Hausse des charges, contexte économique, concurrence... Les artisans aveyronnais peinent à garder la tête hors de l'eau et le font savoir. A l'appel de la Capeb, ils manifesteront vendredi à Rodez. Rencontre avec la présidente de l'Union professionnelle de l'artisanat (UPA) qui détaille les préoccupations de ses adhérents.  

  • La hausse des charges

"C’est indéniable que nos cotisations sociales ont fortement augmenté, même si je ne peux pas donner de chiffres. L’assiette du RSI a augmenté, et le Gouvernement parle de poursuivre la hausse, notamment sur la part maladie. Nous avons un échéancier sur dix mois. Au moment de la régularisation, on voit bien que l’on paye toujours plus alors que le chiffre d’affaires n’augmente pas".
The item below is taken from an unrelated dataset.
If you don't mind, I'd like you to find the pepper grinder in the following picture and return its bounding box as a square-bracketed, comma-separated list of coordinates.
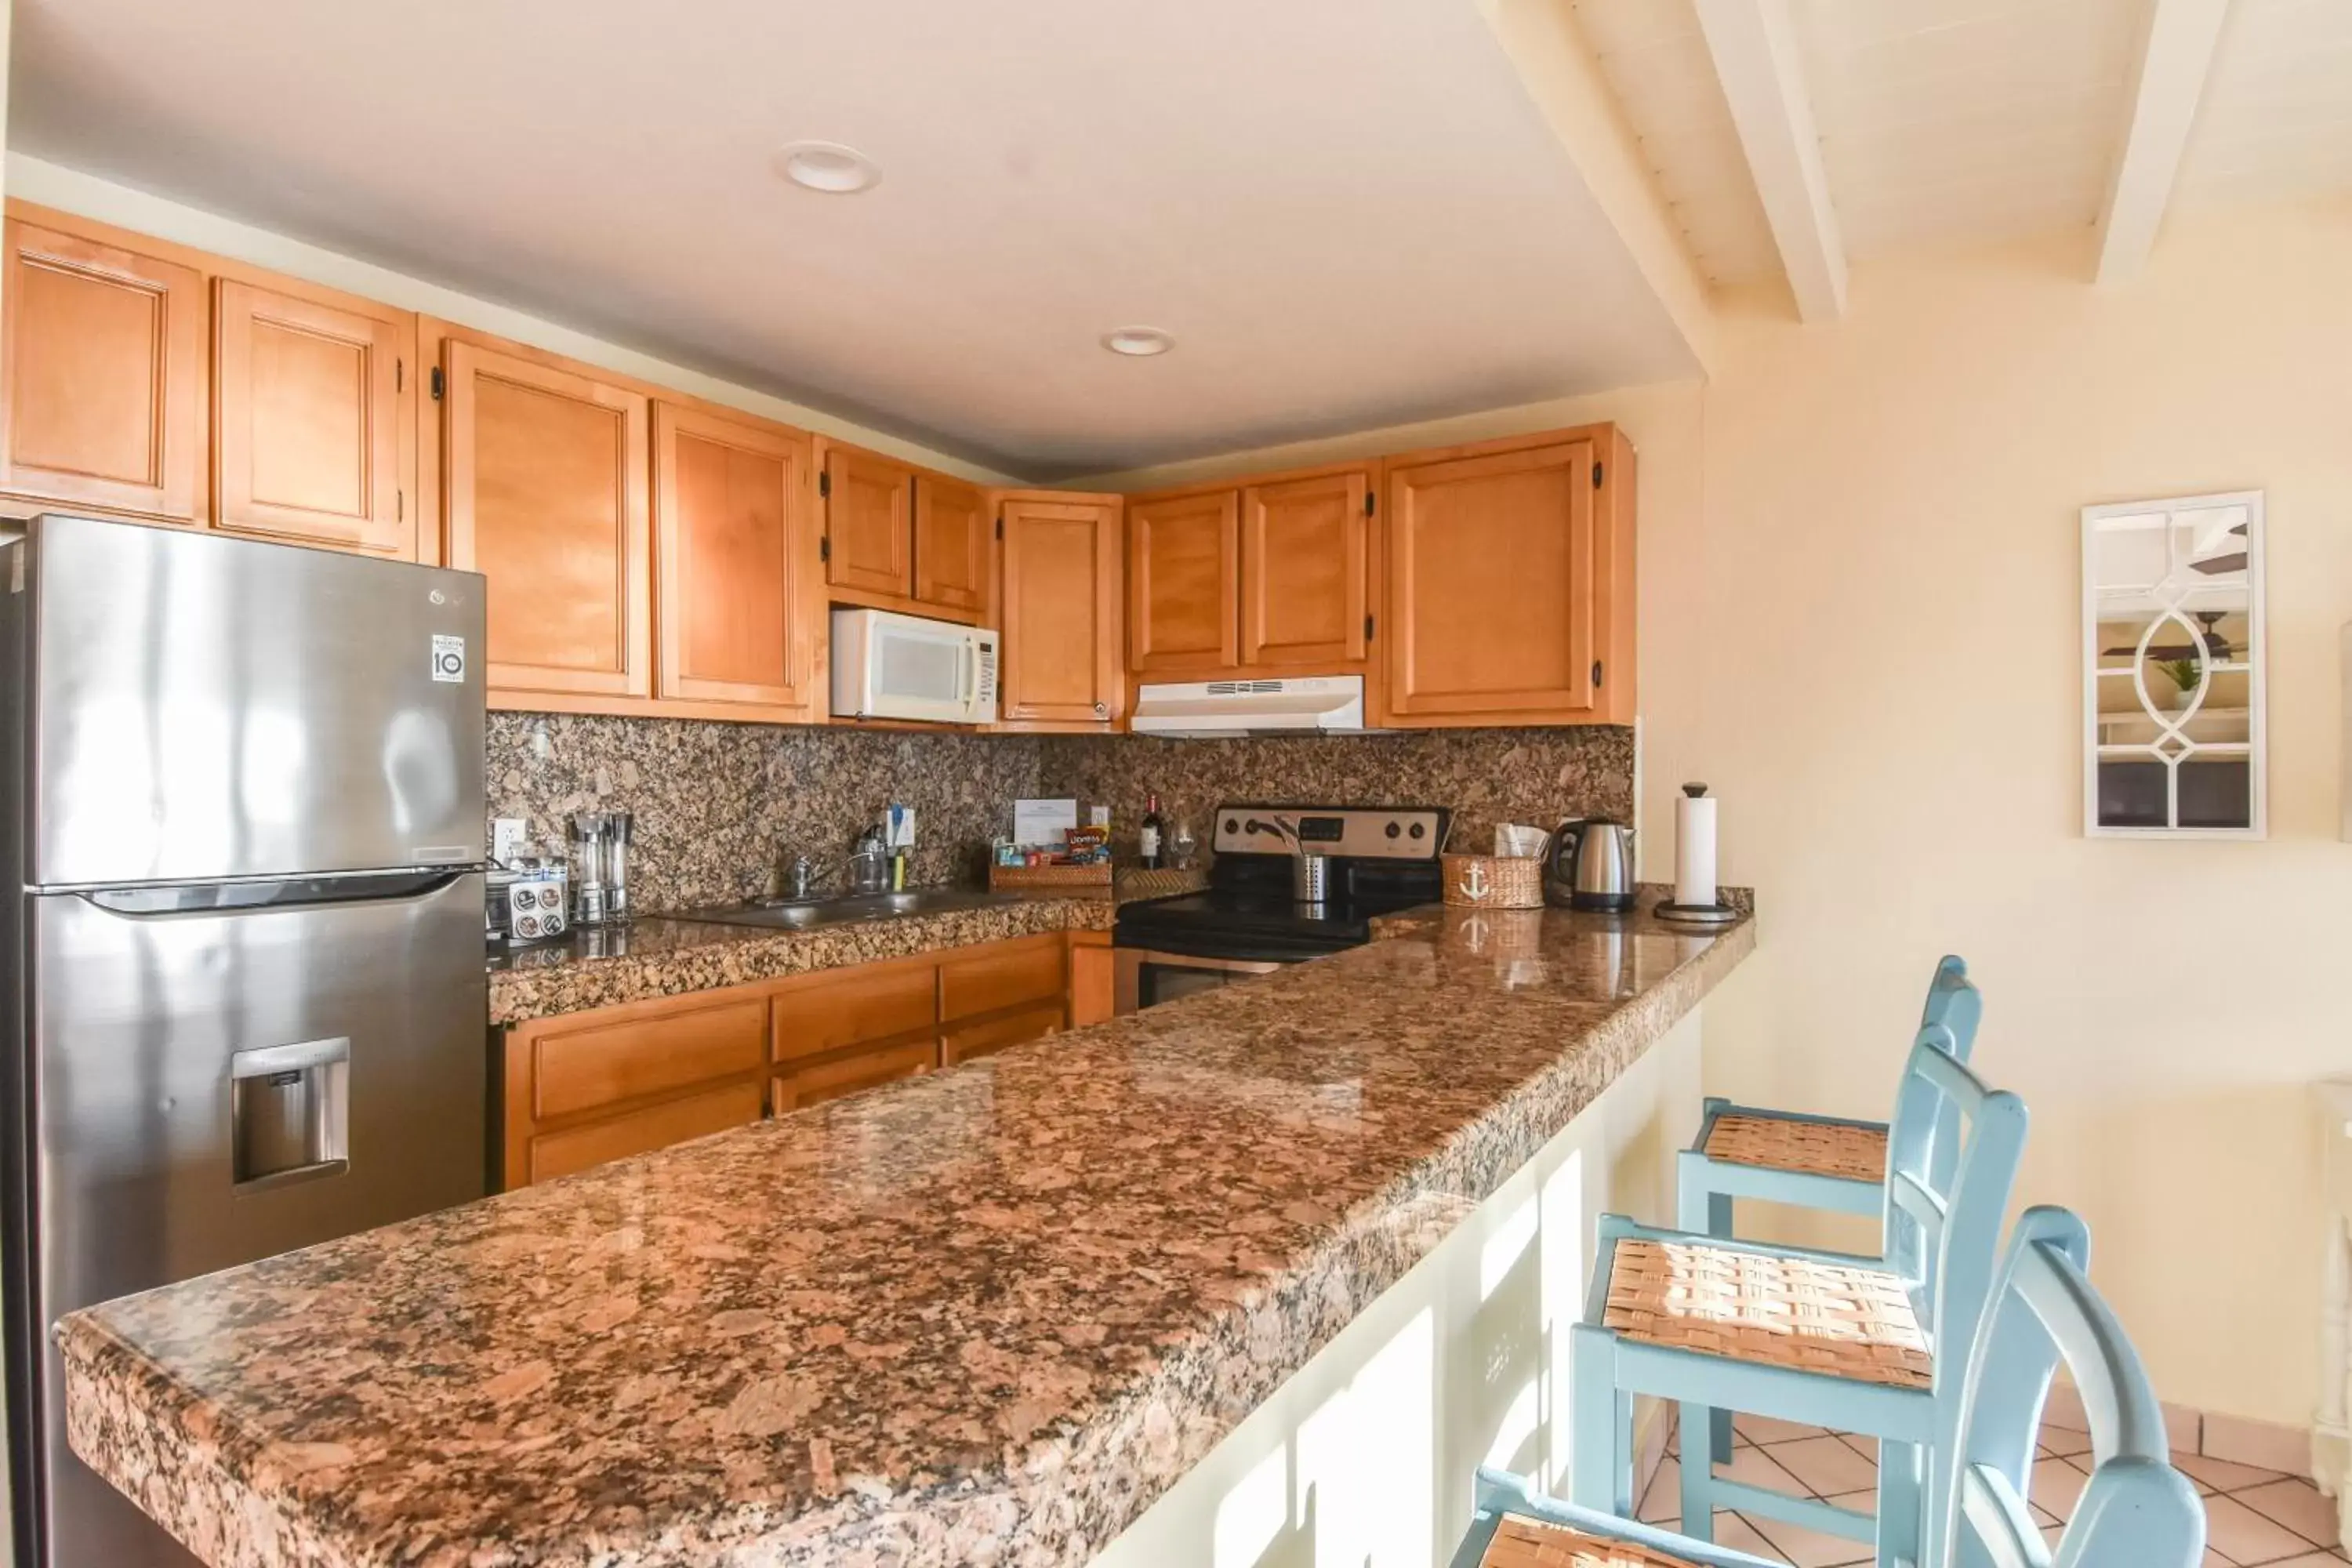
[571, 810, 611, 926]
[605, 808, 633, 921]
Le RSI, ou Régime social des indépendants, regroupe en fait l’ensemble des cotisations sociales des indépendants (retraite, maladie, indemnités journalières...). Il s’agit d’un système complexe, décrié, qui a augmenté pour beaucoup notamment pour ce qui concerne l’assurance-maladie, déplafonnée, alors que certains abattements pour frais professionnels ont été supprimés, et que les dividendes sont désormais taxables. Les cotisations sont basées sur les bénéfices à N-2, ce qui a pour effet d’acculer les petites entreprises en difficulté. Le mouvement des «moutons», dans le sillage de celui des "pigeons", a traduit le mal-être des indépendants, bien qu’éphémère. 

  • La baisse du chiffre

"Je ne sais pas s’il y a une baisse de la clientèle. Ce qui est sûr, c’est qu’il y a une baisse du panier, très marquée. Les restaurateurs vous le diront, alors que le même nombre de clients passe leur porte. Les gens font attention à la note finale. C’est difficile de dire de combien à chuter le chiffre, mais pour beaucoup d’entre nous, c’est de l’ordre de 20%, au moins. La crise certainement, le marasme en tout cas, c’est certain. Même si les gens ne sont pas directement touchés, ils font attention, reportent certains projets." 

  • Les autoentrepreneurs

"Je ne suis pas contre le principe, dès lors qu’il est limité dans le temps, deux ans par exemple. Que des gens se servent de ce régime comme d’un tremplin, pourquoi pas. Le problème, c’est que ce n’est pas le cas et qu’ils représentent pour nous une concurrence déloyale, puisque les cotisations et la fiscalité sont plus avantageuses."

  • Une nouvelle donne

"La société a changé. Avant, pour venir chez l’esthéticienne, il fallait prendre rendez-vous longtemps à l’avance, ce n’est plus le cas. Nous devons nous adapter. Dans le bâtiment, certaines entreprises avaient une visibilité à deux ans. Aujourd’hui, c’est plutôt deux mois. Il faut réadapter nos fonctionnements." 

  • L’action de la Capeb

"Je comprends leur souci, je comprends ce qu’ils défendent: la TVA réduite, la menace de l’écotaxe, les autoentrepreneurs. Je les comprends sur le fond, mais je n’adhère pas à la forme de leur action que je trouve trop violente." Rappelons que depuis quelques jours, les artisans du bâtiment affiliés à la Capeb "tagguent" sur les routes du département ce message: "Attention, un jour ça va péter". "Si je serai à leurs côtés vendredi ? Je ne sais pas. En tout cas, je n’y ai pas été invitée. À l’UPA au niveau national, nous avions pensé un temps nous associer à cette manifestation, nous souhaitions qu’il s’agisse d’un mouvement UPA, mais la Capeb a refusé. Pour revenir à leur action, c’est peut-être eux qui ont raison puisqu’ils ont fait le “buzz”. Mais la tournure qu’elle a prise me dérange."

  • Le niveau de vie

"Vous savez, il ne faut pas croire que l’on roule sur l’or. Dans les petites entreprises, les salariés gagnent parfois plus que l’artisan. C’est des heures à n’en plus finir, et souvent, heureusement que le conjoint permet d’amortir le coup.Les gens ne s’en rendent pas compte. Les clients ne le voient pas et c’est bien comme ça." 

  • L’avenir

"Oui nous sommes inquiets, mais oui aussi nous pensons qu’il y aura des jours meilleurs. C’est pour cela que l’on s’accroche, sinon on arrêterait de se battre. Mais il ne faut pas que ça tarde, car nous avons fait le dos rond notamment pour sauver nos salariés, pour protéger nos clients."